“Innocent” Rear-Ended Plaintiff Entitled to Summary Judgment as to His Lack of Culpable Conduct, But Not With Respect to Defendants’ Negligence

In Oluwatayo v. Dulinayan, 2016 NY Slip Op 05455 (App. Div. 1st Dept. July 7, 2016), the court clarified the distinction – in the context of a rear-end car accident case – between (i) plaintiff’s freedom of culpability and (ii) defendants’ alleged negligence.

Here, plaintiff was entitled to summary judgment as to (i), but not as to (ii).

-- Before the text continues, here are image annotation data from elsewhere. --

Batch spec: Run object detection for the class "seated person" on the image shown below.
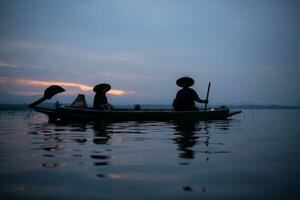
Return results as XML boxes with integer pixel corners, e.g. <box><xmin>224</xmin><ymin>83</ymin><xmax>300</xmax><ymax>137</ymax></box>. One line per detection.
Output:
<box><xmin>173</xmin><ymin>77</ymin><xmax>208</xmax><ymax>111</ymax></box>
<box><xmin>93</xmin><ymin>83</ymin><xmax>112</xmax><ymax>110</ymax></box>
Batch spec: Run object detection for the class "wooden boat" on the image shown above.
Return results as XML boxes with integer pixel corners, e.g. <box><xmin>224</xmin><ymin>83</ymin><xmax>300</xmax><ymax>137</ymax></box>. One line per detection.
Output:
<box><xmin>29</xmin><ymin>84</ymin><xmax>241</xmax><ymax>121</ymax></box>
<box><xmin>34</xmin><ymin>106</ymin><xmax>241</xmax><ymax>121</ymax></box>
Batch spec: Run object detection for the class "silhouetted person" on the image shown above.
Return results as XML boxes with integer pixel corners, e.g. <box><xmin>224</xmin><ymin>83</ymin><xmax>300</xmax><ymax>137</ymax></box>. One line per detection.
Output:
<box><xmin>173</xmin><ymin>77</ymin><xmax>208</xmax><ymax>111</ymax></box>
<box><xmin>93</xmin><ymin>83</ymin><xmax>112</xmax><ymax>110</ymax></box>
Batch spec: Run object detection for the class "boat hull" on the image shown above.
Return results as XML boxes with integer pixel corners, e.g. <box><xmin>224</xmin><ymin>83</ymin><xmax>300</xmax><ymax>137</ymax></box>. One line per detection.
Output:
<box><xmin>34</xmin><ymin>107</ymin><xmax>241</xmax><ymax>121</ymax></box>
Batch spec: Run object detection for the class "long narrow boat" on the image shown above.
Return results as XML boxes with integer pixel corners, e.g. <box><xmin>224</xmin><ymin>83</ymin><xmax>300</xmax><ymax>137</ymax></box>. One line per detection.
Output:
<box><xmin>34</xmin><ymin>106</ymin><xmax>241</xmax><ymax>121</ymax></box>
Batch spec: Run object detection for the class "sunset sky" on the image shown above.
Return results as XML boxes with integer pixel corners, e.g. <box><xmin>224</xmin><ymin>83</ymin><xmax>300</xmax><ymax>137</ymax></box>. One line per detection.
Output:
<box><xmin>0</xmin><ymin>0</ymin><xmax>300</xmax><ymax>105</ymax></box>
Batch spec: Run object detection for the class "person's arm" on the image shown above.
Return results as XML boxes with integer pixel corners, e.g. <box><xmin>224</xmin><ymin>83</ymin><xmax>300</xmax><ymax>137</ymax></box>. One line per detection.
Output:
<box><xmin>194</xmin><ymin>91</ymin><xmax>208</xmax><ymax>103</ymax></box>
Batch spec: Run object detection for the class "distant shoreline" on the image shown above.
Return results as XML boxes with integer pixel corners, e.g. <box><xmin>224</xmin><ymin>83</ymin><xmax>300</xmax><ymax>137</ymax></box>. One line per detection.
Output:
<box><xmin>0</xmin><ymin>103</ymin><xmax>300</xmax><ymax>111</ymax></box>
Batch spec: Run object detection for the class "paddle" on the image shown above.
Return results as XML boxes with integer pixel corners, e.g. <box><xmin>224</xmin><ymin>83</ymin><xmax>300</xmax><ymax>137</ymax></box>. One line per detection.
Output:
<box><xmin>28</xmin><ymin>85</ymin><xmax>65</xmax><ymax>108</ymax></box>
<box><xmin>204</xmin><ymin>82</ymin><xmax>210</xmax><ymax>111</ymax></box>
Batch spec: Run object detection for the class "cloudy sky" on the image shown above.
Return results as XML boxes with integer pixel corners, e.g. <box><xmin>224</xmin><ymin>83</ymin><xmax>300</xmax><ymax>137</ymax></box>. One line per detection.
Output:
<box><xmin>0</xmin><ymin>0</ymin><xmax>300</xmax><ymax>105</ymax></box>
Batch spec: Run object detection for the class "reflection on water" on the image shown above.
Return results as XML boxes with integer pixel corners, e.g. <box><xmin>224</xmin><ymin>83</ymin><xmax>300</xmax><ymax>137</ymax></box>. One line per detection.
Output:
<box><xmin>0</xmin><ymin>112</ymin><xmax>300</xmax><ymax>199</ymax></box>
<box><xmin>173</xmin><ymin>120</ymin><xmax>209</xmax><ymax>159</ymax></box>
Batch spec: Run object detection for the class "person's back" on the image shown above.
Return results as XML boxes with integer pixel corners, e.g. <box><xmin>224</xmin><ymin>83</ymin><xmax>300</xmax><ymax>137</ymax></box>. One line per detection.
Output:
<box><xmin>93</xmin><ymin>83</ymin><xmax>112</xmax><ymax>110</ymax></box>
<box><xmin>173</xmin><ymin>77</ymin><xmax>208</xmax><ymax>111</ymax></box>
<box><xmin>174</xmin><ymin>88</ymin><xmax>199</xmax><ymax>110</ymax></box>
<box><xmin>93</xmin><ymin>93</ymin><xmax>107</xmax><ymax>110</ymax></box>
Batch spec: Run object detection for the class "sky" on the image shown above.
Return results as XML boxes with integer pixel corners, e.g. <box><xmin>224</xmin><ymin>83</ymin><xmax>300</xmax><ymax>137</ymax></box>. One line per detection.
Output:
<box><xmin>0</xmin><ymin>0</ymin><xmax>300</xmax><ymax>105</ymax></box>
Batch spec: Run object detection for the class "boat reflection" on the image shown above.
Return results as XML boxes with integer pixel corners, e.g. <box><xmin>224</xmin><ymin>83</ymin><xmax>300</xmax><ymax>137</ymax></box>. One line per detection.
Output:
<box><xmin>173</xmin><ymin>120</ymin><xmax>210</xmax><ymax>159</ymax></box>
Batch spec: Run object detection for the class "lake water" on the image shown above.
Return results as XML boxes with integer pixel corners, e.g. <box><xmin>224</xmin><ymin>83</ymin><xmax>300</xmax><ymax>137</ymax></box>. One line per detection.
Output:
<box><xmin>0</xmin><ymin>110</ymin><xmax>300</xmax><ymax>199</ymax></box>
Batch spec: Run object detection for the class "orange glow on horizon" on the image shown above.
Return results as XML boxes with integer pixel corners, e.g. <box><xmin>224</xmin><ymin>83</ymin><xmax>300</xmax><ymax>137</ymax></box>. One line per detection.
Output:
<box><xmin>0</xmin><ymin>77</ymin><xmax>134</xmax><ymax>96</ymax></box>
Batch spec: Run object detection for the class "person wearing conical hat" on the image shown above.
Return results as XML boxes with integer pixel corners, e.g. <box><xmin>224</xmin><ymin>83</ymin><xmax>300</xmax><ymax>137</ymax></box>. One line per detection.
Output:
<box><xmin>173</xmin><ymin>77</ymin><xmax>208</xmax><ymax>111</ymax></box>
<box><xmin>93</xmin><ymin>83</ymin><xmax>112</xmax><ymax>110</ymax></box>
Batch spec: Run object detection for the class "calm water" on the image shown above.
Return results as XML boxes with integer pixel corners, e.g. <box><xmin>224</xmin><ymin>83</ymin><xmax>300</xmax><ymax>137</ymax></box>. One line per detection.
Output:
<box><xmin>0</xmin><ymin>110</ymin><xmax>300</xmax><ymax>199</ymax></box>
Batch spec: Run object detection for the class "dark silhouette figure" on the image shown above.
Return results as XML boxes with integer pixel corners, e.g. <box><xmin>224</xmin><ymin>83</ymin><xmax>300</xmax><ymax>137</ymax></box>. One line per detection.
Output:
<box><xmin>93</xmin><ymin>83</ymin><xmax>112</xmax><ymax>110</ymax></box>
<box><xmin>173</xmin><ymin>77</ymin><xmax>208</xmax><ymax>111</ymax></box>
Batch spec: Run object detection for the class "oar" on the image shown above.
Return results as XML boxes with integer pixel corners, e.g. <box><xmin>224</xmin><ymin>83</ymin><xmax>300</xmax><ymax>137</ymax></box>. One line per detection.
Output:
<box><xmin>28</xmin><ymin>85</ymin><xmax>65</xmax><ymax>108</ymax></box>
<box><xmin>204</xmin><ymin>82</ymin><xmax>210</xmax><ymax>111</ymax></box>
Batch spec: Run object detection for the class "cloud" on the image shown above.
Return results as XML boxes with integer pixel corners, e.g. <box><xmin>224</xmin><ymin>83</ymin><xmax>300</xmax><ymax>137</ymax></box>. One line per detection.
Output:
<box><xmin>0</xmin><ymin>40</ymin><xmax>145</xmax><ymax>64</ymax></box>
<box><xmin>0</xmin><ymin>77</ymin><xmax>135</xmax><ymax>96</ymax></box>
<box><xmin>0</xmin><ymin>61</ymin><xmax>18</xmax><ymax>68</ymax></box>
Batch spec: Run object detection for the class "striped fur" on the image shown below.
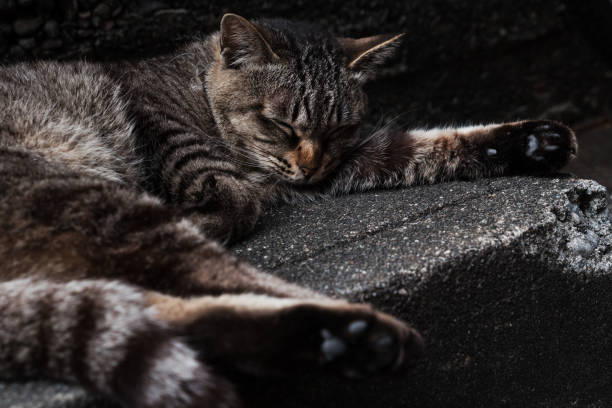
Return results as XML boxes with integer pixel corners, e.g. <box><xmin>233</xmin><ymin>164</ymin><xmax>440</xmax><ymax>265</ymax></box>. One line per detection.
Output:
<box><xmin>0</xmin><ymin>14</ymin><xmax>576</xmax><ymax>408</ymax></box>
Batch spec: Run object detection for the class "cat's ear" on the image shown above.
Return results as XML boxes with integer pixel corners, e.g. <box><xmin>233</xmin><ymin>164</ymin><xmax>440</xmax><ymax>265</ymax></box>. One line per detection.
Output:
<box><xmin>337</xmin><ymin>33</ymin><xmax>404</xmax><ymax>81</ymax></box>
<box><xmin>219</xmin><ymin>14</ymin><xmax>280</xmax><ymax>68</ymax></box>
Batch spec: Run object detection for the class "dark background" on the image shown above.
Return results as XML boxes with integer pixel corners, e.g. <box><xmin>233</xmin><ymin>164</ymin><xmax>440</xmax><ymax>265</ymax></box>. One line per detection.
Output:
<box><xmin>0</xmin><ymin>0</ymin><xmax>612</xmax><ymax>406</ymax></box>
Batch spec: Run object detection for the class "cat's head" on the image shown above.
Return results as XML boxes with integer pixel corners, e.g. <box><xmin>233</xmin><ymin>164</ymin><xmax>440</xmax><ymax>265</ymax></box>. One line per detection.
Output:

It appears, from the decision, that this multiple-vehicle, rear-end accident happened – as between the vehicles operated by Dulinayan (“D”), Gutierrez (“G”), and Plaintiff (“P”) – as follows:

D —> G —> P

The court explained:

The primary issue in this appeal is whether plaintiff, as an innocent driver, who was rear-ended by one or more cars, is by virtue of such status, per se, entitled to summary judgment on liability against any or all defendant drivers. Under the circumstances here, we find that plaintiff, an innocent driver, is not entitled to summary judgment on liability against any defendant driver because, as the party moving for summary judgment, plaintiff failed to meet his burden to eliminate triable issues of fact as to how the accident happened and which defendant driver was responsible for the rear end collision. Such an innocent plaintiff driver, however, is entitled to summary judgment on his lack of culpable conduct on the issue of liability pursuant to CPLR 3212(g).

Deposition testimony revealed two versions of events:

If Gutierrez’s testimony is credited, she was at a full stop when Dulinayan hit the back of her car, pushing her forward into the rear of plaintiff’s car. Under this version, Gutierrez provides a non-negligent explanation for rear-ending plaintiff’s car. If Dulinayan’s testimony is credited, Gutierrez hit the rear of plaintiff’s car before Dulinayan hit the rear of Gutierrez’s car. Under Dulinayan’s version, his conduct did not cause any collision between Gutierrez’s car and plaintiff’s car.

Based on this, the court concluded that “by submitting the deposition transcripts setting forth conflicting accounts of how the accident happened, plaintiff failed to meet his burden, as the party moving for summary judgment, of eliminating all triable issues of fact.”

It declined to hold, as plaintiff urged, “that since he was an innocent driver, who was rear-ended by another car and did not contribute to the happening of the accident, he is entitled to partial summary judgment against defendant drivers on the issue of liability” because this “argument conflates his claim of freedom from culpability with defendants’ alleged negligence.”